The first time we ever planted a vegetable garden we were blessed with seedlings by friends of ours who lived on a farm. This made the whole experience so much easier! Our garden grew quickly and we reaped a good harvest. Ray enjoyed experimenting with his own planting and he planted mealie, butternut, beans and marrow seeds too.
But all good things must come to an end and after enjoying an easy start to the whole veggie garden experience we had soon eaten all our produce and were left again with an empty veggie patch. Maintaining the garden at that time hadn't been easy as well. I had had lofty ideas of the kids getting involved with the maintenance side when in reality they enjoyed the reaping side more! Picking veggies before they were ripe, pulling spinach leaves off for "rabbit" food and pulling off flowers before they had a chance to become fruit was more of a regular occurrence than picking of ripe veggies.
And so my dreams of a veggie patch were shelved for a while.
At the beginning of the year one of my goals was to start one up again. But I just never seemed to have the time! Until one day Jen asked if she could plant her own vegetables! Perhaps this meant we were ready for a second try. I started to plan-I had learnt that having too much of one crop and planting veggies we didn't eat ended in wasted food. So I decided that we'd only plant what we eat regularly and in smaller amounts at first.
Jenna decided she'd like her very own patch. She quickly designated areas for herself and Michael. This got me thinking of an idea I'd once discussed with our friends of their kiddies sharing some of our garden space. And so we invited them to join us too!
Now I know we probably should have waited until the weather warmed up but I figured: while we were all enthusiastic we'd jump right in and hope for the best! After visiting Hart's nursery in Ottery-they sell individual seedlings which means you can get as many as you like instead of the usual six pack-we were ready to start.
Ticha (that's Charity's husband) was very keen to help so we had the man-power necessary for the first stage: compost. We've been adding to our compost heap for a while now and there seemed like enough for our small patch so with his help we added compost to our soil.
It was rainy, hence the rain coats. But that didn't put the kids off. They happily pretended they were farmers getting their field ready.
A little bit of manual labour to warm themselves up in the cold weather.
Finding new ways of turning the soil when the work got too tiring!
The veggies waiting to be planted: lettuce (two kinds), onions, spinach, cauliflower, brocolli and a strawberry plant. Yes, I do know that's not a veggie! But I couldn't resist buying it as last time we'd tried growing strawberries from seeds and they didn't grow. So I thought I'd give myself a better chance of success and bought one that was already showing signs of producing fruit.
Even farmers need to rest sometimes.
We use old tiles turned over in between our patches to walk on. Here the children are putting tiles in between the four patches.
There was so much learning happening through the whole process. Sorting, counting, sharing, problem solving. I love real life maths!
As there were no tomato seedlings we also planted some of those along with a few beans.
Jenna loved the whole experience and got stuck in to all the little jobs to be done.
Michael enjoyed the seed planting the best!
A day or so later Ticha dug another patch for our carrot, butternut and (possibly) mealies patch.
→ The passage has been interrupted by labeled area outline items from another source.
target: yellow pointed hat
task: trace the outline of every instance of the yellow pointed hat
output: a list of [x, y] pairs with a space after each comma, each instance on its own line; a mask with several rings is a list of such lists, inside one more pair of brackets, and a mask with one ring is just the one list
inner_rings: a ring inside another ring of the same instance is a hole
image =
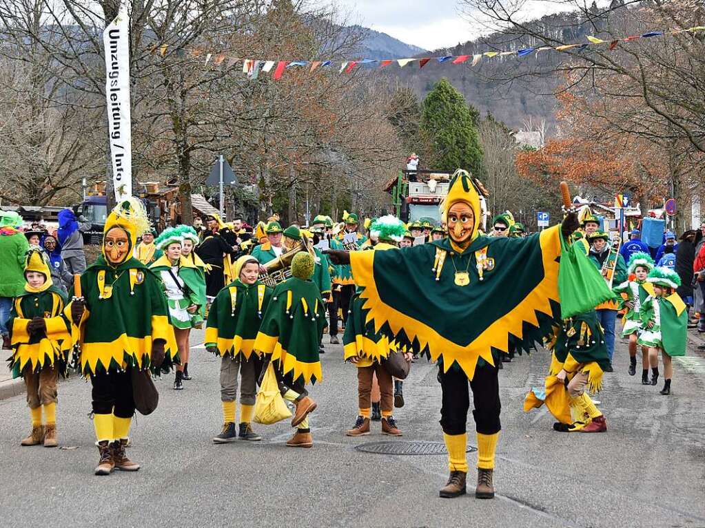
[[441, 212], [444, 224], [448, 223], [448, 211], [450, 206], [459, 201], [467, 203], [475, 215], [475, 225], [471, 237], [472, 240], [474, 240], [477, 237], [477, 230], [482, 220], [480, 196], [472, 177], [470, 176], [470, 172], [462, 169], [458, 169], [453, 172], [448, 185], [448, 194], [441, 203]]

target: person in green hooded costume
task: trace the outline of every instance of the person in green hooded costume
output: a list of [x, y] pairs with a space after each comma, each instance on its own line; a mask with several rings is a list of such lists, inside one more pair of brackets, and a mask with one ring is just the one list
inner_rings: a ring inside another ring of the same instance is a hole
[[[550, 332], [563, 319], [563, 297], [580, 298], [591, 308], [613, 295], [603, 281], [601, 289], [586, 291], [577, 282], [560, 281], [559, 293], [559, 269], [564, 276], [571, 266], [598, 273], [583, 252], [569, 251], [566, 241], [578, 227], [574, 212], [561, 226], [525, 239], [481, 236], [479, 189], [467, 171], [455, 171], [442, 204], [448, 238], [400, 251], [329, 252], [333, 263], [351, 265], [369, 310], [367, 318], [376, 327], [392, 339], [417, 339], [438, 360], [450, 471], [439, 495], [448, 498], [466, 493], [470, 389], [478, 448], [475, 496], [491, 498], [501, 429], [500, 356], [510, 344], [527, 349]], [[592, 278], [600, 284], [599, 276]]]
[[311, 281], [314, 266], [308, 253], [296, 254], [292, 277], [274, 289], [255, 340], [255, 349], [274, 362], [282, 396], [296, 406], [291, 426], [297, 429], [286, 442], [290, 447], [313, 446], [308, 415], [317, 404], [308, 396], [306, 384], [323, 379], [318, 344], [326, 325], [326, 308], [318, 287]]
[[191, 379], [188, 373], [188, 338], [191, 329], [203, 320], [206, 306], [205, 276], [192, 260], [181, 255], [183, 243], [182, 226], [163, 231], [154, 241], [154, 246], [164, 254], [149, 266], [164, 284], [169, 306], [169, 322], [174, 328], [181, 360], [176, 367], [175, 390], [183, 390], [183, 380]]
But it was all too tempting and the kids just couldn't resist playing in the mud. As we're still waiting for butternut and green pepper seedlings to grow, which we planted in tins, they've taken full advantage of creating little roads and dams in the sand.
What I really enjoyed about planting the veggies was seeing all the learning happening. Jen had asked if we could make signs for her veggies so I came up with a very simple plan. I wasn't sure at first if Michael would be keen to make his own as he hasn't shown any interest in drawing. But he really enjoyed using real vegetables or pictures from the seed packs to copy onto his own signs! I know I should have taken a close up photo of his drawings but if you can take this proud mommy's word for it-they really looked like the real thing! Maybe he'll be like his daddy one day-Ray is really good at still life's.